​Where did Wall Street go so Wrong?
Hedge funds/Wall Street continued selling counterfeit shares or naked shorting in 2020, and this drove GameStop’s price down to $4 per share. Ryan Cohen, the co-founder and former CEO of Chewy.com was officially introduced as Gamestop's new chairman in January 2021.
Ryan Cohen convinced Wall Street that pets are big business, and went head-to-head against Amazon in this major category beating them handily. Cohen, through his investment company RC Ventures, bought 9,001,000 shares of GME stock at $8.43 per share in September 2020. Due to his substantial investment in GME, his prior expertise in building a successful e-commerce business, and his especially strong opinion about the poor performance of GameStop’s leadership team, it's no surprise that he then wrote the following letter to GameStop’s Board of Directors.
What Really Happened in January 2021
Now retail investors, fully aware of what Ryan Cohen’s expertise brings to the table, went into a worldwide buying frenzy.
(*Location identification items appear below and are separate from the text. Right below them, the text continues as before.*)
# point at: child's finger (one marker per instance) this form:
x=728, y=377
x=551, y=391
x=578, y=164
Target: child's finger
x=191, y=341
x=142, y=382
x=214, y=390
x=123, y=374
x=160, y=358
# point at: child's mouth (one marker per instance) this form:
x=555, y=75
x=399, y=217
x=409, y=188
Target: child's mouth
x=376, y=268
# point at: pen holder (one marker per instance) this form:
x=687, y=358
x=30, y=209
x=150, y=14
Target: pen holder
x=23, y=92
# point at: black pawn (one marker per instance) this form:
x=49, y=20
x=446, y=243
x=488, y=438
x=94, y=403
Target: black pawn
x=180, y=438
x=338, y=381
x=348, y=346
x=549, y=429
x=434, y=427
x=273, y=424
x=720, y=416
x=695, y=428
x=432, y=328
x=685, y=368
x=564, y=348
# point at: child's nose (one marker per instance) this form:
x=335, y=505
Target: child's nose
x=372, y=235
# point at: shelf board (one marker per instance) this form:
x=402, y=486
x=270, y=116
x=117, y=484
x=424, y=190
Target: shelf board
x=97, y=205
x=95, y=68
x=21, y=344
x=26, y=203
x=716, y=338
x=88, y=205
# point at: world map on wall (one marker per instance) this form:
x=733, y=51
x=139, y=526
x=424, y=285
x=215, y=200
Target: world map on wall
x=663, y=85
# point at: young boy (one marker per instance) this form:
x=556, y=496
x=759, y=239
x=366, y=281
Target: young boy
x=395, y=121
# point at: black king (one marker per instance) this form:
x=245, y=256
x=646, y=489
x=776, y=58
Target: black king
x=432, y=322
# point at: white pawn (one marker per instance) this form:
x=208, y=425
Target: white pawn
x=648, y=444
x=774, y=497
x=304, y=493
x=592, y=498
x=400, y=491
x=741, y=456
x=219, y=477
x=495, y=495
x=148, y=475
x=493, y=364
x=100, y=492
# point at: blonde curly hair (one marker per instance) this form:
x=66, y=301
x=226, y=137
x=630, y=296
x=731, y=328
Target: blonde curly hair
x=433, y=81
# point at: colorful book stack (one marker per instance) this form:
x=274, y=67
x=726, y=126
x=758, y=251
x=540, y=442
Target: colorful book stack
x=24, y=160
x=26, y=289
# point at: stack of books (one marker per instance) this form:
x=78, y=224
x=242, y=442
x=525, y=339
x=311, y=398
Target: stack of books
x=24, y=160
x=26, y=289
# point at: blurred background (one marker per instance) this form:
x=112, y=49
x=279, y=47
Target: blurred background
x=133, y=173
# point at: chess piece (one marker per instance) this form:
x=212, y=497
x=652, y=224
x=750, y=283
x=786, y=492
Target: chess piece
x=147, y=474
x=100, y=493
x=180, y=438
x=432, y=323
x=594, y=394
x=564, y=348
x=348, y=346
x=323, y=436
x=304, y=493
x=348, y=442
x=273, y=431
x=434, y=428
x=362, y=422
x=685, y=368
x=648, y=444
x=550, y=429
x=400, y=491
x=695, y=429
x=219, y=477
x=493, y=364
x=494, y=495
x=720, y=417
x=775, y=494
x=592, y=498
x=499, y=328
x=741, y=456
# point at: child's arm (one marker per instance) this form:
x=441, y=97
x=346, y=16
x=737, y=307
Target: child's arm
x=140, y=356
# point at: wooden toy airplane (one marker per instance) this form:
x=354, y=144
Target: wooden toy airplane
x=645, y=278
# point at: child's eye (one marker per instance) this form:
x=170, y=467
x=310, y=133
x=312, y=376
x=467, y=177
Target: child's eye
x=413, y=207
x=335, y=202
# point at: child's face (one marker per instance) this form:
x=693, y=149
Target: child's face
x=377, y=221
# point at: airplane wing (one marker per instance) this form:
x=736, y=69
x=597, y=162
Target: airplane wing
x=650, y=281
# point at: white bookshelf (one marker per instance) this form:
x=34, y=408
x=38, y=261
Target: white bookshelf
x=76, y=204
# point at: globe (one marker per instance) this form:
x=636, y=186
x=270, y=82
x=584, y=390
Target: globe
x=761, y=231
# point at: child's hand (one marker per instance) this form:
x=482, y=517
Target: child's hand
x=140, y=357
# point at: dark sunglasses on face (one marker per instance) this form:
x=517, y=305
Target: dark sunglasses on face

This sent GME's stock price soaring. As this was happening, a small amount of short sellers started to buy-to-close their short positions. This extra buying demand exerted even further upward momentum on the stock price.
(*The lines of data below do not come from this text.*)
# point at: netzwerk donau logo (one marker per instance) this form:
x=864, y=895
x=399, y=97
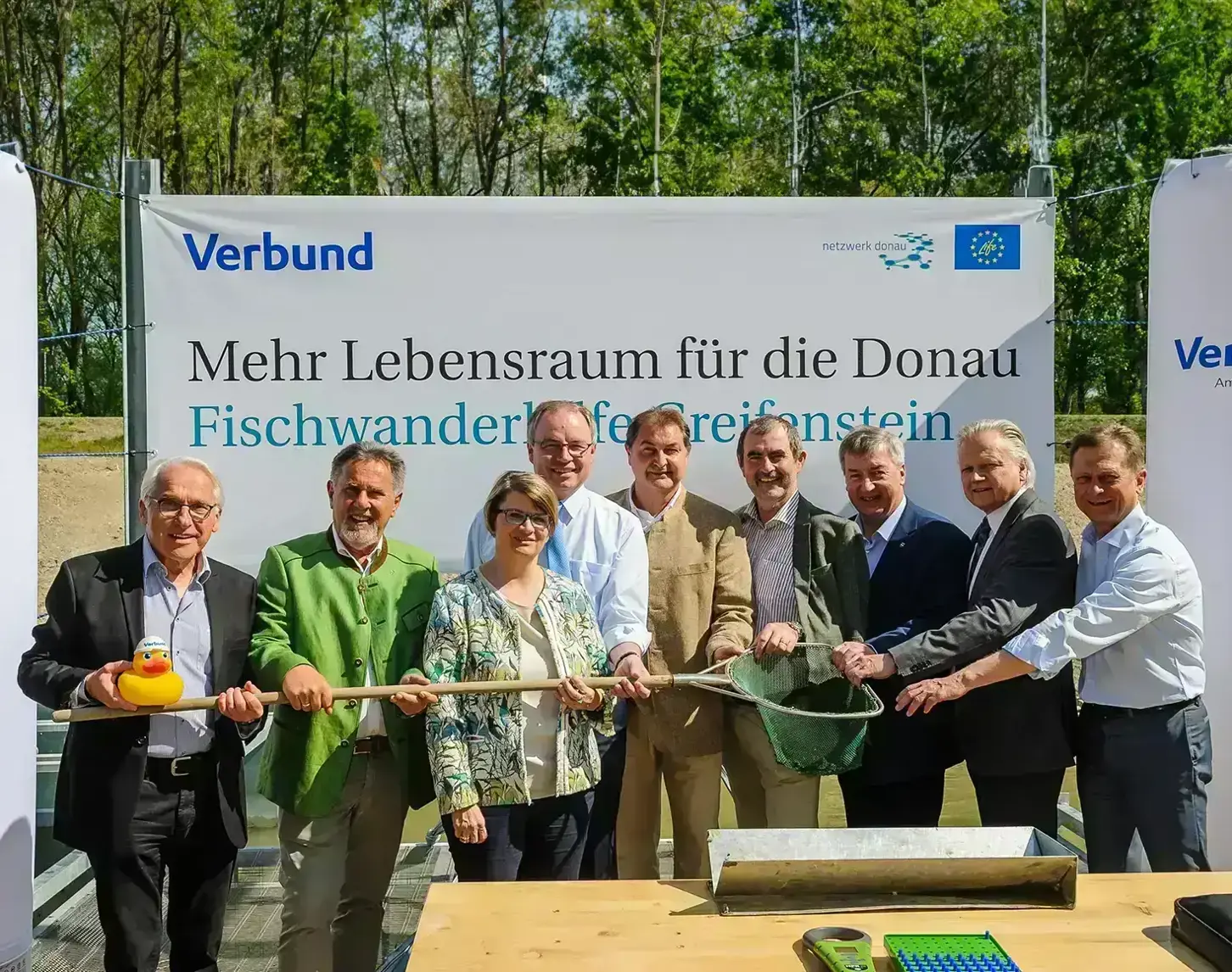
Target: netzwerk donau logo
x=997, y=247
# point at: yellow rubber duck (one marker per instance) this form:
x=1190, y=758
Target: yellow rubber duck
x=150, y=681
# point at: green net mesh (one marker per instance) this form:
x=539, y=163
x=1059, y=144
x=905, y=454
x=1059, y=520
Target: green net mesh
x=815, y=718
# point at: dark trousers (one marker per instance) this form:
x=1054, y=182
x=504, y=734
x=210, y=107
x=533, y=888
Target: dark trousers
x=905, y=803
x=541, y=841
x=599, y=860
x=1145, y=771
x=1029, y=800
x=176, y=832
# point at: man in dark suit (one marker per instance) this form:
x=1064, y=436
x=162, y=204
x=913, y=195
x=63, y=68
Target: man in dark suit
x=1016, y=737
x=918, y=573
x=147, y=795
x=809, y=584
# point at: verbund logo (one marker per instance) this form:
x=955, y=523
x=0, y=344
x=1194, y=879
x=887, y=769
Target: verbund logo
x=272, y=256
x=1205, y=355
x=998, y=247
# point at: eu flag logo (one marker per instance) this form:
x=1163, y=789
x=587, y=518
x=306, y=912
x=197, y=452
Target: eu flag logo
x=988, y=248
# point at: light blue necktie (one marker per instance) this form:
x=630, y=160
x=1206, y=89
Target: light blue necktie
x=555, y=558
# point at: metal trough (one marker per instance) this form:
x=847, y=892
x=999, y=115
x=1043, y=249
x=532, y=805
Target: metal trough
x=849, y=870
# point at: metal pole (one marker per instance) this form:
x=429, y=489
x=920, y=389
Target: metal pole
x=141, y=177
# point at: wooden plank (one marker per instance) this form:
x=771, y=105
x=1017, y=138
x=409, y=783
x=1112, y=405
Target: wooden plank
x=1120, y=923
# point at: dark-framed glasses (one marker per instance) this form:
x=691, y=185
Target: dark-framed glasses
x=199, y=511
x=575, y=450
x=517, y=517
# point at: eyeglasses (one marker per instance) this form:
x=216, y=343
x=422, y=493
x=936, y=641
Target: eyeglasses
x=575, y=450
x=539, y=520
x=199, y=511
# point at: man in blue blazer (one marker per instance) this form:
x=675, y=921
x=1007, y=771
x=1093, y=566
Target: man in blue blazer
x=918, y=572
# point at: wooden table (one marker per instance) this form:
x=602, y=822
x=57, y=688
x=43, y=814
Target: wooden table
x=1120, y=925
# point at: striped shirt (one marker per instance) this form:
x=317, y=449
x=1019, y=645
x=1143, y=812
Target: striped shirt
x=774, y=576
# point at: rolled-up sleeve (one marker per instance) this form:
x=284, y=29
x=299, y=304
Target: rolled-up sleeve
x=1144, y=587
x=622, y=609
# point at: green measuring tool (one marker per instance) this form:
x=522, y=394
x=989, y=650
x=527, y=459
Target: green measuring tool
x=840, y=949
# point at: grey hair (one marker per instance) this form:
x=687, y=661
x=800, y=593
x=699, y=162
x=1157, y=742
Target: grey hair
x=1016, y=441
x=368, y=451
x=864, y=440
x=552, y=405
x=154, y=473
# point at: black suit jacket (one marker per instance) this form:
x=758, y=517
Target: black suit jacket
x=95, y=615
x=919, y=584
x=1020, y=726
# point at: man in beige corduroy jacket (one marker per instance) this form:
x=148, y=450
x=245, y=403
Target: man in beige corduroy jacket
x=701, y=612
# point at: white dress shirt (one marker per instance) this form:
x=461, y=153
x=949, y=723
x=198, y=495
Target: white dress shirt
x=647, y=519
x=876, y=545
x=608, y=556
x=994, y=522
x=1137, y=625
x=371, y=718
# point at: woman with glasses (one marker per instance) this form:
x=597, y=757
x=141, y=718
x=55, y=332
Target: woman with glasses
x=515, y=773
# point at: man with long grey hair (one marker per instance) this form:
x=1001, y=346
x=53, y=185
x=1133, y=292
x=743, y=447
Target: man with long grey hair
x=1016, y=737
x=345, y=606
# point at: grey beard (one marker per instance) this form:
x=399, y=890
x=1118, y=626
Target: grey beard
x=354, y=535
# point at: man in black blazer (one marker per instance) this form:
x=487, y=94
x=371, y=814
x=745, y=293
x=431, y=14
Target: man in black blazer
x=147, y=795
x=918, y=573
x=1016, y=737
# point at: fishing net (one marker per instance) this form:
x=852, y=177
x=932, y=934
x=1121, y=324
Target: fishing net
x=815, y=718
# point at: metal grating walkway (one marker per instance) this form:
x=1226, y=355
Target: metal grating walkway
x=71, y=941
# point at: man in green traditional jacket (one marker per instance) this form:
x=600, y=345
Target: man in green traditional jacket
x=345, y=606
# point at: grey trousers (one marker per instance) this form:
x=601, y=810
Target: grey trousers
x=1145, y=771
x=335, y=871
Remember the example from Sears discussed earlier? That is the same catastrophic predicament the hedge funds and brokers were facing on Jan. 28th of 2021. Unlike the example, it wasn’t just one person’s life savings, or even one entire bank’s assets at stake, the entire US financial system was at risk - and still is now!
"We have come dangerously close to the collapse of the entire system"
THOMAS PETERFFY, FOUNDER AND CHAIR OF INTERACTIVE BROKERS
That risk was a good reason to prompt Robinhood (and other brokers) to turn off the buy button. This immediately resulted in its intended purpose of driving GME's (as well as many other heavily short-sold companies still maliciously referred to by MSM as “meme stocks”) stock price from $482.85 on January 28th all the way down to $193.60 on January 31st! There were 3 congressional hearings in the months afterward. It is with conviction, that many retail investors believe Wall Street has been continually manipulating GME stock price since January 2021, which is only digging the hole deeper and deeper to delay the inevitable collapse they are facing. Short sellers are clinging to the desperate hope that Ryan Cohen and GameStop’s turnaround plan is not the raging success GME stockholders expect it to be. They are trying to survive “one more day”.
"Each thing we did bought us one more day...the choice was between painful and more painful"
KEN GRIFFIN, CEO OF CITADEL LLC
Unless GameStop goes bankrupt, Wall Street must inevitably buy-to-close their positions. Bankruptcy is looking extremely unlikely with the Cinderella story of GameStop’s revival by top-notch leadership & a passionate community of well-educated investors who love the stock. Either GameStop’s success will soon force them to close positions, or retail investors direct registering all 304 million shares and “locking the float” will.